On Mon, 28 Nov 2022 11:13:30 +0000,
Anup Patel <apatel@xxxxxxxxxxxxxxxx> wrote:
>
> On Mon, Nov 28, 2022 at 4:04 PM Marc Zyngier <maz@xxxxxxxxxx> wrote:
> >
> > On Sat, 26 Nov 2022 17:34:49 +0000,
> > Anup Patel <apatel@xxxxxxxxxxxxxxxx> wrote:
> > >
> > > +static void ipi_mux_send_mask(struct irq_data *d, const struct cpumask *mask)
> > > +{
> > > + u32 ibit = BIT(irqd_to_hwirq(d));
> > > + struct ipi_mux_cpu *icpu = this_cpu_ptr(ipi_mux_pcpu);
> > > + struct cpumask *send_mask = &icpu->send_mask;
> > > + unsigned long flags;
> > > + int cpu;
> > > +
> > > + /*
> > > + * We use send_mask as a per-CPU variable so disable local
> > > + * interrupts to avoid being preempted.
> > > + */
> > > + local_irq_save(flags);
> >
> > The correct way to avoid preemption is to use preempt_disable(), which
> > is a lot cheaper than disabling interrupt on most architectures.
>
> Okay, I will update.
>
> >
> > > +
> > > + cpumask_clear(send_mask);
> >
> > This thing is likely to be unnecessarily expensive on very large
> > systems, as it is proportional to the number of CPUs.
> >
> > > +
> > > + for_each_cpu(cpu, mask) {
> > > + icpu = per_cpu_ptr(ipi_mux_pcpu, cpu);
> > > + atomic_or(ibit, &icpu->bits);
> >
> > The original code had an atomic_fetch_or_release() to allow eliding
> > the IPI if the target interrupt was already pending. Why is that code
> > gone?
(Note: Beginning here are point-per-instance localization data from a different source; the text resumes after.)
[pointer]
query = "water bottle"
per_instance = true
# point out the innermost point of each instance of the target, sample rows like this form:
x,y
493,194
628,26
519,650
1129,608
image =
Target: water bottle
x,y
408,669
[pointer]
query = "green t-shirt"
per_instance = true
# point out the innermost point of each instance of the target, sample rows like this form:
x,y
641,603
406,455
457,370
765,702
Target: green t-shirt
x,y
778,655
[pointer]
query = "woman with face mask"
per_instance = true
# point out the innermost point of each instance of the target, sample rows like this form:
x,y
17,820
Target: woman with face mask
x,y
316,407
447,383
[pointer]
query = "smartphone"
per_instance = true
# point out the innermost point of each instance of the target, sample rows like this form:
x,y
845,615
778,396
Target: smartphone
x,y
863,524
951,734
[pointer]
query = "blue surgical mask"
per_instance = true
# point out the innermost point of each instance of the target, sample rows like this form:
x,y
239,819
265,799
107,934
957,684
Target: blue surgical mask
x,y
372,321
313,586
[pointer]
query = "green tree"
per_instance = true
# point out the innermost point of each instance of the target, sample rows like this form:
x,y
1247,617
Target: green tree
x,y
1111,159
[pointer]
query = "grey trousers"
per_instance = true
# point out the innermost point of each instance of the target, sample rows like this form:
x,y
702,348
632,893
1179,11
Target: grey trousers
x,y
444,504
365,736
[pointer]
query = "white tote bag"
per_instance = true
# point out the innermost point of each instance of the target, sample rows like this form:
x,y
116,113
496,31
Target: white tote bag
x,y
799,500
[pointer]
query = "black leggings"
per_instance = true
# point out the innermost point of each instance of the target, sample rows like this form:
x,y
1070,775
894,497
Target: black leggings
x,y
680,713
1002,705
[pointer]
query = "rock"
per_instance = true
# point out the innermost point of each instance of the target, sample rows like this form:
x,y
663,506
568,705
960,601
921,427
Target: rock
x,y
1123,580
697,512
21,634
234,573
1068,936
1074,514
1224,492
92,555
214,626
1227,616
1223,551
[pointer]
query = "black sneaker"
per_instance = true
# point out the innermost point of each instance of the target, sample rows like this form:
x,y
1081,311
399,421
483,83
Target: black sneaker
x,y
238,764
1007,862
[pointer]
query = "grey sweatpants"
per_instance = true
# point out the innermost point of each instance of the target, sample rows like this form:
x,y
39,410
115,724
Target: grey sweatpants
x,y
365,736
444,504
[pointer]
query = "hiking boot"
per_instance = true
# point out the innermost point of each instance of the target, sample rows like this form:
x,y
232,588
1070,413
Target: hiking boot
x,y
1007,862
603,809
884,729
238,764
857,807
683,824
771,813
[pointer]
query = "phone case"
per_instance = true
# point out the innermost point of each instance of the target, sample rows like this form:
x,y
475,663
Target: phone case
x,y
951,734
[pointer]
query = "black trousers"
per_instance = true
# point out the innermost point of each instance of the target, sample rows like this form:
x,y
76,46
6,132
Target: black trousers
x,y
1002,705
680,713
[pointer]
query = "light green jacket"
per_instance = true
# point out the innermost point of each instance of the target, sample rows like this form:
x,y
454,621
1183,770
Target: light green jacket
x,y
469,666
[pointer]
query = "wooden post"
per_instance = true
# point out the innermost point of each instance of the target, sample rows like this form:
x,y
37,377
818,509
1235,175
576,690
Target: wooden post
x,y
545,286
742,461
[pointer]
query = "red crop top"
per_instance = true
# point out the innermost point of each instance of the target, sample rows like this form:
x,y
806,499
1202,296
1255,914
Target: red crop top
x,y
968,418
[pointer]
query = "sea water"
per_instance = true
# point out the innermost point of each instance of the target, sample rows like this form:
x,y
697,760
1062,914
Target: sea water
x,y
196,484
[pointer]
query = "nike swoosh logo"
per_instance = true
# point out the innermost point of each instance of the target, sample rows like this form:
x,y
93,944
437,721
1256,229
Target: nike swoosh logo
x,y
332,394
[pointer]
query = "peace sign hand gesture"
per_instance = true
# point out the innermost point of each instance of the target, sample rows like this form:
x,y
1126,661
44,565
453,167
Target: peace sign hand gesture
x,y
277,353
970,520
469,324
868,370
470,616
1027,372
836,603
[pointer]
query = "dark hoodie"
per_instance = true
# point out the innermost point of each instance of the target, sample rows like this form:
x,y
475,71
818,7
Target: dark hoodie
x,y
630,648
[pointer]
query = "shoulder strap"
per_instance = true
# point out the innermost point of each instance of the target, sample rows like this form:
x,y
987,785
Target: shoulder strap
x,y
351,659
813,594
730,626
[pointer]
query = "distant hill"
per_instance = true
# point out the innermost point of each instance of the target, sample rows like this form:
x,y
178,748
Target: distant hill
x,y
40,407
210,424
This is a pretty cheap and efficient optimisation.
>
> That optimization is causing RCU stalls on QEMU RISC-V virt
> machine with large number of CPUs.

Then there is a bug somewhere, either in the implementation of the
atomic operations or in QEMU. Or maybe even in the original code
(though this looks unlikely given how heavily this is used on actual
HW - I'm typing this email from one of these machines, and I'd be
pretty annoyed if I was missing IPIs).

In any case, please don't paper over this.

>
> >
> > > +
> > > + /*
> > > + * The atomic_or() above must complete before
> > > + * the atomic_read() below to avoid racing with
> > > + * ipi_mux_unmask().
> > > + */
> > > + smp_mb__after_atomic();
> > > +
> > > + if (atomic_read(&icpu->enable) & ibit)
> > > + cpumask_set_cpu(cpu, send_mask);
> > > + }
> > > +
> > > + /* Trigger the parent IPI */
> > > + ipi_mux_send(send_mask);
> >
> > IPIs are very rarely made pending on more than a single CPU at a
> > time. The overwhelming majority of them are targeting a single CPU. So
> > accumulating bits to avoid doing two or more "send" actions only
> > penalises the generic case.
> >
> > My conclusion is that this "send_mask" can probably be removed,
> > together with the preemption fiddling.
>
> So, we should call ipi_mux_send() for one target CPU at a time ?

I think so, as it matches my measurements from a few years ago. It
also simplifies things significantly, leading to better performance
for the common case. Add some instrumentation and see whether this is
still the case though.

>
> >
> > > +
> > > + local_irq_restore(flags);
> > > +}
> > > +
> > > +static const struct irq_chip ipi_mux_chip = {
> > > + .name = "IPI Mux",
> > > + .irq_mask = ipi_mux_mask,
> > > + .irq_unmask = ipi_mux_unmask,
> > > + .ipi_send_mask = ipi_mux_send_mask,
> > > +};
> >
> > OK, you have now dropped the superfluous pre/post handlers. But the
> > need still exists. Case in point, the aic_handle_ipi() prologue and
> > epilogue to the interrupt handling. I have suggested last time that
> > the driver could provide the actual struct irq_chip in order to
> > provide the callbacks it requires.
>
> The aic_handle_ipi() can simply call ipi_mux_process() between
> the prologue and epilogue.

Hmm. OK. That's not what I had in mind, but fair enough.

M.

--
Without deviation from the norm, progress is not possible.